Some hospitals mistakenly think that you can create a telemedicine program as easily as someone can build a patio by going to Home Depot.

Good luck with that.

These healthcare do-it-yourselfers make two big mistakes from the get-go: they underestimate the complexity of the job and they overestimate what their IT departments can deliver.

For starters, any hospital that tries to jimmy-rig its own telemedicine system is automatically considered a manufacturer by the FDA. In its 2011 MDDS ruling, the FDA made it crystal-clear that devices that perform active patient monitoring are Class II devices requiring far greater regulatory scrutiny. It’s very costly and time-consuming to get FDA clearance – and why on earth would a hospital want to assume that kind of liability exposure?

Secondly, many hospital IT folks think that creating a telemedicine network is as simple as connecting two tin cans. They fail to realize that telemedicine technology is vastly different from videoconferencing. In telemedicine, a hospital must manage outside networks where there’s no on-call IT person. And the endpoints aren’t static, like in a boardroom-to-boardroom video conference.  But that doesn’t stop many overconfident hospital IT people from biting off more than they can chew.

Starting up a telemedicine program is far more complicated than most hospitals ever expect.
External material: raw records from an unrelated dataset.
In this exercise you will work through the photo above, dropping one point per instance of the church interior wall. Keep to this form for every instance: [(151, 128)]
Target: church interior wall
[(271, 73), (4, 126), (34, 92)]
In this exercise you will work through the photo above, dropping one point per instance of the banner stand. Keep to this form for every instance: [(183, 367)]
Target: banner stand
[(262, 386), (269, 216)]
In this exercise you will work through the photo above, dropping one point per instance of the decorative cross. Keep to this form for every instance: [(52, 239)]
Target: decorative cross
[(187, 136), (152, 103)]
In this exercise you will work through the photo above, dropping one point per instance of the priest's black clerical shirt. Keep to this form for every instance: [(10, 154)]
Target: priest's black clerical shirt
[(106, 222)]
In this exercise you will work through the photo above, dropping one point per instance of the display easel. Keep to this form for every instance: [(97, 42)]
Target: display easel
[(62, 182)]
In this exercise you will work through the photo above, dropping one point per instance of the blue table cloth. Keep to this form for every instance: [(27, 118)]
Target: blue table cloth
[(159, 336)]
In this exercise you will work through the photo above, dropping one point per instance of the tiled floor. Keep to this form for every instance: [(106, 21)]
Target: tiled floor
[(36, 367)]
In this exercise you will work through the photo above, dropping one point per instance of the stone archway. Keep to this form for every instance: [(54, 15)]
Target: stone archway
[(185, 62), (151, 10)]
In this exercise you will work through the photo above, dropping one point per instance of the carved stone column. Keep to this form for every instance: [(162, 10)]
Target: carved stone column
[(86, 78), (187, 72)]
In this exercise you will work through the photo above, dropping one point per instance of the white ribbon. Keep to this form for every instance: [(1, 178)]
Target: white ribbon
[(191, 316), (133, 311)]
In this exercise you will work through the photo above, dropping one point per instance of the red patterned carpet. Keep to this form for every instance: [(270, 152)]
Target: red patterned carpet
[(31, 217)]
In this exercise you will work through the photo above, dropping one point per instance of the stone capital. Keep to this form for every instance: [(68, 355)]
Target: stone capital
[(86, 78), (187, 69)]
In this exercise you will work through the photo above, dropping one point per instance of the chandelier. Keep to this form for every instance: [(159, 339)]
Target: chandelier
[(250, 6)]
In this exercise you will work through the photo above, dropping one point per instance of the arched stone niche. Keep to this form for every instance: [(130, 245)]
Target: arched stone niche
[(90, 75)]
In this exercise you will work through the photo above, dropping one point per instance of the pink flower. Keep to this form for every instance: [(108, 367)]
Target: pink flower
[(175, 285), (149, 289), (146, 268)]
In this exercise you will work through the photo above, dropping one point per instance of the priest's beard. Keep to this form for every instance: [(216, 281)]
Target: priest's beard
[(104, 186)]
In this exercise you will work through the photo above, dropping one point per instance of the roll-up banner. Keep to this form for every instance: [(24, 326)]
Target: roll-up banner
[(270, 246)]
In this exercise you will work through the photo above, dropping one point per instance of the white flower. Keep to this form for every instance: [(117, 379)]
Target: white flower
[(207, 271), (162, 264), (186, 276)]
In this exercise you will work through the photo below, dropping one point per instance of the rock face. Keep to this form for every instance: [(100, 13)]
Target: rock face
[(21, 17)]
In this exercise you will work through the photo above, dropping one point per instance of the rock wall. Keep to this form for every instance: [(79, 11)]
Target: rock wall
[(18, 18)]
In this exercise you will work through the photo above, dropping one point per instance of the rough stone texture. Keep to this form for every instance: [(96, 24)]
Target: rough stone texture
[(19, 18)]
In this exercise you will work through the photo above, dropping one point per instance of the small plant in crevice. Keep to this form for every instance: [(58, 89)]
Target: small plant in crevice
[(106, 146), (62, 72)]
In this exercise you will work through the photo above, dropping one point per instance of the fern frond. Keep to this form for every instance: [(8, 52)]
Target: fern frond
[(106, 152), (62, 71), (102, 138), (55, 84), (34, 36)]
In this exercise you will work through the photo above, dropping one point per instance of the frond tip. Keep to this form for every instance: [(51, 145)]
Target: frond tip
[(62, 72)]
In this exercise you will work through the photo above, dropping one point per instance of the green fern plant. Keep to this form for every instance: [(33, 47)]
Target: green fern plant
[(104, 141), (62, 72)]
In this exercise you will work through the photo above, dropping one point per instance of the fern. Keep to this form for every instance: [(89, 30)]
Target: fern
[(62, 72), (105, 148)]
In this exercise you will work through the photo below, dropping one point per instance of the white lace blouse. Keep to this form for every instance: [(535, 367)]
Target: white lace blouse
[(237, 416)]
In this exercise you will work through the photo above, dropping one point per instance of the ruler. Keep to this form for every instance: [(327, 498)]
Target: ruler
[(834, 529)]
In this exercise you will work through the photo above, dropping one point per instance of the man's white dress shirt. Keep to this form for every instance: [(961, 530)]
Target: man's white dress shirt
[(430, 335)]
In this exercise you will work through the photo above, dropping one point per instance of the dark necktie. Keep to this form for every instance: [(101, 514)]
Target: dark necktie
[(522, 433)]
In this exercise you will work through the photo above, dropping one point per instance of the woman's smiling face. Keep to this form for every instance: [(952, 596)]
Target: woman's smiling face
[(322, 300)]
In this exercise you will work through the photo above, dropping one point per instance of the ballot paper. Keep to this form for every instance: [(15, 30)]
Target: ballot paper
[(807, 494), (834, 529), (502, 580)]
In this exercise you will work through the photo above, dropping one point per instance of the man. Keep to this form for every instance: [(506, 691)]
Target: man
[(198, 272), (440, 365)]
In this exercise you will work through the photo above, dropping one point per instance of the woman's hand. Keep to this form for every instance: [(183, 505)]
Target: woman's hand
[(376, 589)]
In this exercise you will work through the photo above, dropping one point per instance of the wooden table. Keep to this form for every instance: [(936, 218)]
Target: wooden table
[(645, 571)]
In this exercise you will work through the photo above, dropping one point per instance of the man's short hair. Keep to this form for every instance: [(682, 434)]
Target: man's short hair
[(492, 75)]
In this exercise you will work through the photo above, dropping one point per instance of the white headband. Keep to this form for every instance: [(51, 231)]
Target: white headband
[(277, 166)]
When hospitals try do-it-yourself telemedicine, their IT staff often gets so befuddled by technical issues that clinical workflow becomes an afterthought – and the end result is a system that clinicians hate to use.

We’ve all had neighbors who thought they could build a deck or patio worthy of Town & Country magazine – only to wind up with something that looks like a bomb site. That’s why we urge hospitals to avoid the temptation of do-it-yourself telemedicine. Let the pros do it.